AI Experimentation on Campus: Clara Hardy (CLAS)

6 March 2026

This blog post is part of a series of posts covering community members’ experiments with AI in the classroom and the workplace.

For a while now, advertisers have pitched generative AI (GenAI) to instructors for its potential to facilitate individualized learning. The idea is that, through prompting and adaptive conversation, an AI chatbot can craft a learning experience specifically tailored to the progress, needs, and strengths of the individual student. Clara Hardy, Professor of Classics, recently ran an experiment with her Ancient Greek language students to put this idea to the test.

Hardy used Playlab, an AI platform designed to help instructors develop AI applications and chatbots for use in the classroom. By prompting Playlab with written instructions and the vocabulary lists from the class textbooks, she designed a chatbot that could generate simple stories in Ancient Greek for students to practice with. All students would have to do is tell the chatbot the chapters they had read so far, and the AI would generate a story utilizing vocabulary from those chapters.

In their testing, though, Hardy and her students found that the AI bots struggled with several important tasks. For one, the Playlab bot was unable to process the spreadsheet format of the textbook vocabulary lists. Because changing this format would involve rewriting hundreds of vocabulary terms, Hardy and her students switched to using Claude, another popular AI tool. But even when they could get Claude to read the vocabulary lists, it still generated text with significant grammatical errors. This was especially problematic, as the bots were intended to help beginner and intermediate students who didn’t yet have the mastery needed to identify these errors. 

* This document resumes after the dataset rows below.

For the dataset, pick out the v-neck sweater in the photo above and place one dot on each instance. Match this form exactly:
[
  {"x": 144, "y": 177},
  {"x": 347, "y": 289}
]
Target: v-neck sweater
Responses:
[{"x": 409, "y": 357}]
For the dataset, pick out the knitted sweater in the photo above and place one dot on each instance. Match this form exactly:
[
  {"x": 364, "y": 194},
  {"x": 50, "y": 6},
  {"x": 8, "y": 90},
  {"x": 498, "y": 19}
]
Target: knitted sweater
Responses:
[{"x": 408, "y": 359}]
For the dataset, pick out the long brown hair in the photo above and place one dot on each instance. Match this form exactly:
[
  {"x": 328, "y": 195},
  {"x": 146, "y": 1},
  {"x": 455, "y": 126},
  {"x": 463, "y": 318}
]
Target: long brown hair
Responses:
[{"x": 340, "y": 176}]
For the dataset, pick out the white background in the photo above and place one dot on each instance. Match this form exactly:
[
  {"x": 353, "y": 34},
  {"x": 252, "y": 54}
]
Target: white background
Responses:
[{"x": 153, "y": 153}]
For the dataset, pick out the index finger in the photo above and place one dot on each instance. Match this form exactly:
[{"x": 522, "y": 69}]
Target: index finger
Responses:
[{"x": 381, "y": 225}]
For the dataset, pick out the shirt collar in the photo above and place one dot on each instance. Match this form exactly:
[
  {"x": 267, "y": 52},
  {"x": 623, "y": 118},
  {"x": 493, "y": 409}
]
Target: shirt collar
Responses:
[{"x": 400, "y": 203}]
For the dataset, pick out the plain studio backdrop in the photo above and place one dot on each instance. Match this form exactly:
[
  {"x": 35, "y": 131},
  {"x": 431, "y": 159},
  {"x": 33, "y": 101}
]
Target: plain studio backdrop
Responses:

When the experiment came to a close, Hardy asked her students about their experiences with the AI bots. One student described them as “peers who have learned only a little more Greek.” Another student described them as “extra, very needy students.” In her own reflection, Hardy noted that the situation presented an interesting dilemma about ‘AI-powered learning’ in general: students need some level of knowledge to identify errors, but having this knowledge in advance also diminishes the need for the AI learning tool to begin with. In other words, when students are in a position to learn, they are less so in a position to catch the AI’s errors; when they are able to catch those errors, they likely have less to learn from AI.

Much of this dilemma comes down to the fact that, whereas textbooks and published learning materials are reviewed and edited to reflect the cumulative expertise of the field, AI-generated content is new and unreviewed. But seeing as AI tools are advertised precisely for their ability to generate content on the fly, the prospect of meticulously reviewing their output seems to defeat the apparent advantage they have over traditional learning materials.

On the whole, while she found the AI’s performance disappointing, Hardy also indicated that she was hopeful that the technical difficulties she encountered were not necessarily a sign that AI could never be used in this way. She speculated, for instance, that this strategy might work better for subjects with more consistent publicly available information, or with AI tools actually trained by experts. In any case, though, it is crucial for us to proceed with caution and greet unqualified claims of expertise with a curious, critical spirit.